Reflection on the Beheading of Saint John the Baptist (St. Theophan the Recluse)

 
By St. Theophan the Recluse

A rumor about the works of the Lord reached Herod; he immediately concluded: it was John who had risen. You never know what you could think of! And yet he thought of no one but John. Who gave this direction to his thoughts? Conscience. You cannot hide unscrupulous deeds from her, nothing can correct her judgment. By beheading John, Herod arrogated to himself the right to do so, and others did not deny such a right, but conscience spoke its own, and he could not drown out its speeches with anything.

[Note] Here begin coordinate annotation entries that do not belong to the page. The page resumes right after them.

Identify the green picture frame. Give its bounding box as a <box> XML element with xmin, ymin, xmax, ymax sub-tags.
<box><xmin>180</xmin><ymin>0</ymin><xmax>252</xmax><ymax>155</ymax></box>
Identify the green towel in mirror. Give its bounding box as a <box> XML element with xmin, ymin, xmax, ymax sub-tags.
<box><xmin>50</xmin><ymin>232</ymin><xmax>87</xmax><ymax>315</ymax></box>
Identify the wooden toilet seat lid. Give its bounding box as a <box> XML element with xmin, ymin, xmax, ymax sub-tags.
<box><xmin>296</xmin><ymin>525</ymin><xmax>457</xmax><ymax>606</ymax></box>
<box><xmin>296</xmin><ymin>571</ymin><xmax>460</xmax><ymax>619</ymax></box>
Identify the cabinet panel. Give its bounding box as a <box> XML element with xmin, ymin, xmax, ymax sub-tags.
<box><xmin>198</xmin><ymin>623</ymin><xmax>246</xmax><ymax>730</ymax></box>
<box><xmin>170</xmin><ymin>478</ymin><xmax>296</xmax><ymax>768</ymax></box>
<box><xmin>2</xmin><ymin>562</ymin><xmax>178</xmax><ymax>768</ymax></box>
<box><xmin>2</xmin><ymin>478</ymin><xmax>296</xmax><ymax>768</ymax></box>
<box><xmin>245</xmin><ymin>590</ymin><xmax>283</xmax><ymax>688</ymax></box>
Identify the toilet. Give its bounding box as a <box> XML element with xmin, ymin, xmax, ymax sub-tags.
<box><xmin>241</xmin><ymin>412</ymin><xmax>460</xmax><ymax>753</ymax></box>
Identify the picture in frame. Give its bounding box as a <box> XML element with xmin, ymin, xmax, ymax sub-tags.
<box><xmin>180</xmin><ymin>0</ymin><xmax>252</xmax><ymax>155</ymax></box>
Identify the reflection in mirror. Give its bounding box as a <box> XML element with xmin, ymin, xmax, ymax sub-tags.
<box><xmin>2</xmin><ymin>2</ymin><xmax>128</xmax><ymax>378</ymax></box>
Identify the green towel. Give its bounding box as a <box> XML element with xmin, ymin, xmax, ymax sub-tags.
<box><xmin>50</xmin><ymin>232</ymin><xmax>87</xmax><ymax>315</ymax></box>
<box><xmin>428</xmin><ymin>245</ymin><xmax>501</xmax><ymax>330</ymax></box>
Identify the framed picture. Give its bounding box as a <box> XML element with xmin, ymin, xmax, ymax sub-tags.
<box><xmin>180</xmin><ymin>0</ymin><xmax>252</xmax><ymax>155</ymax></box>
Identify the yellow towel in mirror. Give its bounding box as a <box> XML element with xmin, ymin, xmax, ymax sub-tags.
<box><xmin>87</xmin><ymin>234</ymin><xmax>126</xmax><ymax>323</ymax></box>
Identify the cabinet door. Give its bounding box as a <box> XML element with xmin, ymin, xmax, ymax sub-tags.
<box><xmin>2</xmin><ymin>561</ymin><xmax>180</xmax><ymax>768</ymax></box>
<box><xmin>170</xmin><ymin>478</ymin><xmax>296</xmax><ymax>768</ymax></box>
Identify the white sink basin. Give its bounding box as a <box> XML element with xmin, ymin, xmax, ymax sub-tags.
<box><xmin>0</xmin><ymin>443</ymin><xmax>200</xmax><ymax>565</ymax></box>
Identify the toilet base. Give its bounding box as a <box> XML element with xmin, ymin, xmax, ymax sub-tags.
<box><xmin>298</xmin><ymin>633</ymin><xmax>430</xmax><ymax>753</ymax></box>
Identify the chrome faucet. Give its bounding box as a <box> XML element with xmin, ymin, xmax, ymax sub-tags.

So he sees John.

How many such tales do we know that the conscience pursues the sinner and depicts to him the object and deed of sin in such a way that he sees them even on the outside! Therefore, there is a voice in us that we must recognize as not our voice. Whose? God's. From Whom our nature is, from that is the voice. If she is God's, then we must listen, for the creature does not dare contradict the Creator. This voice says that there is a God, that we are completely dependent on Him, and therefore we cannot but nurture in ourselves the reverent fear of God; having it, we must fulfill the will of God, which conscience indicates. All this constitutes the word of God, written in our nature, and offered to us, and we see that people of all times and all countries hear this word and heed it.

Everywhere they believe in God, everywhere they listen to conscience and look forward to a future life. It is only now that it has somehow become fashionable not to recognize these truths. This is what naturalists do, in Russian - natural scientists. This means that natural scientists preach an unnatural doctrine.